Image : Des soldats s'affrontent devant un fort de bois.

Le bruit des tambours se mêle aux cris des guerriers. La Grande Bataille bat son plein. Deux armées colossales, l’Empire et la Fédération argannaise, s’affrontent pour le fort de Bicolline. Le soleil plombe. La bataille sera longue.

Cette bataille, c’est le point culminant de l’année au duché de Bicolline, un village médiéval créé de toutes pièces dans la campagne québécoise, à Saint-Mathieu-du-Parc.
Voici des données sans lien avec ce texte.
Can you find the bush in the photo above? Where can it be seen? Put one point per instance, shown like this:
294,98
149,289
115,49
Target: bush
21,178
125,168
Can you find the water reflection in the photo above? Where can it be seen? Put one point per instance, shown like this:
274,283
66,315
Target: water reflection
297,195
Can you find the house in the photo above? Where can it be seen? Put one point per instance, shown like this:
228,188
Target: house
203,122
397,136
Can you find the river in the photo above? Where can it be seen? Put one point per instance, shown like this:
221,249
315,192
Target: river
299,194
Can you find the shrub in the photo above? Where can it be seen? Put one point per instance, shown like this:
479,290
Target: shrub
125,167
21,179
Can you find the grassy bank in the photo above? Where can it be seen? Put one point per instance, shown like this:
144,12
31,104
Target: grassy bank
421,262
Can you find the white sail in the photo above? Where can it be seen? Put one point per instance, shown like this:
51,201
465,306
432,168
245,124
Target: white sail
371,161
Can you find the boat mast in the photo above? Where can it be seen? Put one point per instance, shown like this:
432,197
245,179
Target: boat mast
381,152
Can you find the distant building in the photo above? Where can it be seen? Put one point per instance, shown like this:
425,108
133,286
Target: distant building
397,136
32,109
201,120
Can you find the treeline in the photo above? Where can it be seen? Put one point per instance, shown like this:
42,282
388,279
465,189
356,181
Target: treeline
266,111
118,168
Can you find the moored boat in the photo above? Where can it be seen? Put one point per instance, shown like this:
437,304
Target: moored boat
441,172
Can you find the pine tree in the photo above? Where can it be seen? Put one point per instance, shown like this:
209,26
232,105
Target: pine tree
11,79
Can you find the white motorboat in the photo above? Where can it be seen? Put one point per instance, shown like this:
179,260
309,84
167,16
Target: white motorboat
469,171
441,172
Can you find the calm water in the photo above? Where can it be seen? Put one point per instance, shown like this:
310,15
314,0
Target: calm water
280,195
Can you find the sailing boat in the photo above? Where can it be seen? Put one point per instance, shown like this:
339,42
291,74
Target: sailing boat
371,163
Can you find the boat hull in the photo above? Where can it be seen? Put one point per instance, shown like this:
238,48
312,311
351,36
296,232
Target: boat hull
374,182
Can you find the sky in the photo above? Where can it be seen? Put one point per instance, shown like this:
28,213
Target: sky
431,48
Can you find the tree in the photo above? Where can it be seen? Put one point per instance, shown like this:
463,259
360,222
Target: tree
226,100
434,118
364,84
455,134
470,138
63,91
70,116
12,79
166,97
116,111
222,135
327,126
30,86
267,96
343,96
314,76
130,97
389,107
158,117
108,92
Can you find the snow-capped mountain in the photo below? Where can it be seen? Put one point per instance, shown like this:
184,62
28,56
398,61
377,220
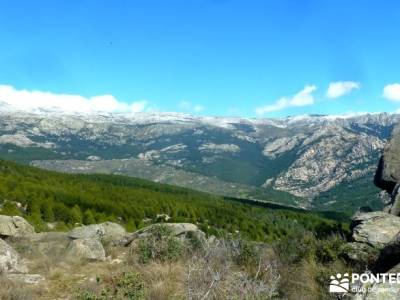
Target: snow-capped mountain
308,157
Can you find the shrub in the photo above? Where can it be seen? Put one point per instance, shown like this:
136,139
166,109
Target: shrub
131,286
159,245
246,253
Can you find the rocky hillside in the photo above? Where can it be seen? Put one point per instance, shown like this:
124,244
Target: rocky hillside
303,158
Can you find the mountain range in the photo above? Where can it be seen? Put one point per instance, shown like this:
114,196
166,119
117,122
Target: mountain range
313,162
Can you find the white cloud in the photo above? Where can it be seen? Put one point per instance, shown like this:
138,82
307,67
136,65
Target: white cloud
30,100
341,88
392,92
302,98
187,106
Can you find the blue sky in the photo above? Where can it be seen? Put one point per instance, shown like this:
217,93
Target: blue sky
268,58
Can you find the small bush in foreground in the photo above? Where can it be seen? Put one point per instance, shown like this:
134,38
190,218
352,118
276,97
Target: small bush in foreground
160,245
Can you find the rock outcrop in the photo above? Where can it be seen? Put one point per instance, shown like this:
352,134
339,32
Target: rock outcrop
14,227
106,232
10,261
91,249
380,230
387,176
376,229
178,230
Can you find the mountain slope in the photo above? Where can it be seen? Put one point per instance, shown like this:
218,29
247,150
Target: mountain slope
306,157
45,197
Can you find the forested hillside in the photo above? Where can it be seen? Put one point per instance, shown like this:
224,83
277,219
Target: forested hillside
63,200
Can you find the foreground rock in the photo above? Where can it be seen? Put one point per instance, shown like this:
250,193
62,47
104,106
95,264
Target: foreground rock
26,278
178,230
106,232
14,226
376,229
90,249
10,261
Pendant une semaine en août, 3500 amateurs de jeu grandeur nature s’y rassemblent pour vivre dans un univers peuplé de magie et de monstres. Incursion dans ce lieu hors du temps.

Image : Le général Thorstein et une femme en costume de combat dans un champ de bataille.

Thorstein, le chef viking

Image : Un soldat, de dos, regarde les combats qui se déroulent au pied du fort de Bicolline.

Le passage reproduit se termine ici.